Remember when Nancy Pelosi was Speaker of the House and had a national platform on which to put forth the odd economic theory that extending unemployment benefits created jobs?

You know what actually created a lot of jobs in 2014? According to a new study, it was cutting unemployment benefits that led to more people having jobs. The Washington Examiner reports:

Sixty percent of job creation in 2014 was caused by the expiration of unemployment benefits, according to a new working paper published by the National Bureau of Economic Research. …

The new new working paper found that the expiration of benefits was responsible for the creation of over 1.8 million jobs. Nearly 1 million of those jobs were created by workers who would have otherwise stayed out of the labor force if unemployment benefits had been extended. Overall, almost 3 million jobs were created in 2014.

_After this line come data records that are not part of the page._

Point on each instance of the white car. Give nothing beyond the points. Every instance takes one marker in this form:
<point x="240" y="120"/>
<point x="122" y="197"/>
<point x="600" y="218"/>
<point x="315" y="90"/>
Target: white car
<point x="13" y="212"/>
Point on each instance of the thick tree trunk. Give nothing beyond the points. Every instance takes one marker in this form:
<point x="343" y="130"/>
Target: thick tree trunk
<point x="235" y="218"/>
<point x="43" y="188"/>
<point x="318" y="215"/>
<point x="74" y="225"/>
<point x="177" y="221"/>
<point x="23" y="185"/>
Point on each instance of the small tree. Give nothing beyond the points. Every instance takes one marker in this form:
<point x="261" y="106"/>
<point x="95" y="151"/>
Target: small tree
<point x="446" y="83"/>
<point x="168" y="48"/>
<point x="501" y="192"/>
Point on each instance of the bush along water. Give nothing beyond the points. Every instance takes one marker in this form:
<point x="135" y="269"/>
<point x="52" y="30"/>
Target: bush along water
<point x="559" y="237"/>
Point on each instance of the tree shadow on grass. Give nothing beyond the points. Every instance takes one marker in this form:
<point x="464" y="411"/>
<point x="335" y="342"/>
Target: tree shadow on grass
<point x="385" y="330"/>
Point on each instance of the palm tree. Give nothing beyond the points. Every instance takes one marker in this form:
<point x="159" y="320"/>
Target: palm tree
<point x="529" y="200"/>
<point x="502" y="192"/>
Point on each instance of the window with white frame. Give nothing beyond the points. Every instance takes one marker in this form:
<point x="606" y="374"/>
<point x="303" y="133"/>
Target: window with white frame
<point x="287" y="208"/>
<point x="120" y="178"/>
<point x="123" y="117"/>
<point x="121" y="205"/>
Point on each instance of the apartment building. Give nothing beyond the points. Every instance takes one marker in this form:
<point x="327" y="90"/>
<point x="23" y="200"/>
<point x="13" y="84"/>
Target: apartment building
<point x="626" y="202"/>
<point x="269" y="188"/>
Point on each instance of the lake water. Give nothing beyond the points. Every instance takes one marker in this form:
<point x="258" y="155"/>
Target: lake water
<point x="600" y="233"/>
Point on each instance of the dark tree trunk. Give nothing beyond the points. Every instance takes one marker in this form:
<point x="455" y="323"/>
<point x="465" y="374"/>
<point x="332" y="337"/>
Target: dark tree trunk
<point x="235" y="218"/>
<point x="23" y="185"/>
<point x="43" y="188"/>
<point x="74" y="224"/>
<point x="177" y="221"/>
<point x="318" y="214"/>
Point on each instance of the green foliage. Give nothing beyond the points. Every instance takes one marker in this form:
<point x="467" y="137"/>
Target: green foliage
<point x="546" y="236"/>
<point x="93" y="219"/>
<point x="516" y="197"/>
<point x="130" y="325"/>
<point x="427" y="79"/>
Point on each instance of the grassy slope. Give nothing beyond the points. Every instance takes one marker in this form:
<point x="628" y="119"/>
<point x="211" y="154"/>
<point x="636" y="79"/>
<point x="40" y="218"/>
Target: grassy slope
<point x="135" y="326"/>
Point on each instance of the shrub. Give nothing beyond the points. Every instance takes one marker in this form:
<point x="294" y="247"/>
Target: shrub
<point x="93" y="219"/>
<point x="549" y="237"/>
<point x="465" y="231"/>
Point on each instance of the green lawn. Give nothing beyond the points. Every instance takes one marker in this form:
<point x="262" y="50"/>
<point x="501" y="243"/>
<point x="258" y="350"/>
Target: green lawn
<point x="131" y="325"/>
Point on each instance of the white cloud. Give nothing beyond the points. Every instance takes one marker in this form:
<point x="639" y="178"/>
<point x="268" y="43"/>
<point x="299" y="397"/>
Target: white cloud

“The negative effects of unemployment benefit extensions on employment far outweighs the potential stimulative effects often ascribed to this policy,” the study said.

It found that "the dominant impact of the benefit cut on employment was not driven by a contraction in the labor force —unemployed dropping out of the labor force because they were no longer entitled to benefits — but instead by those previously not participating in the labor market deciding to enter the labor force."

The authors of the study, Marcus Hagedorn of the University of Oslo, Iourii Manovskii of the University of Pennsylvania and Kurt Mitman of Stockholm University, discovered that states that had high unemployment benefits were also the ones in which joblessness grew fastest.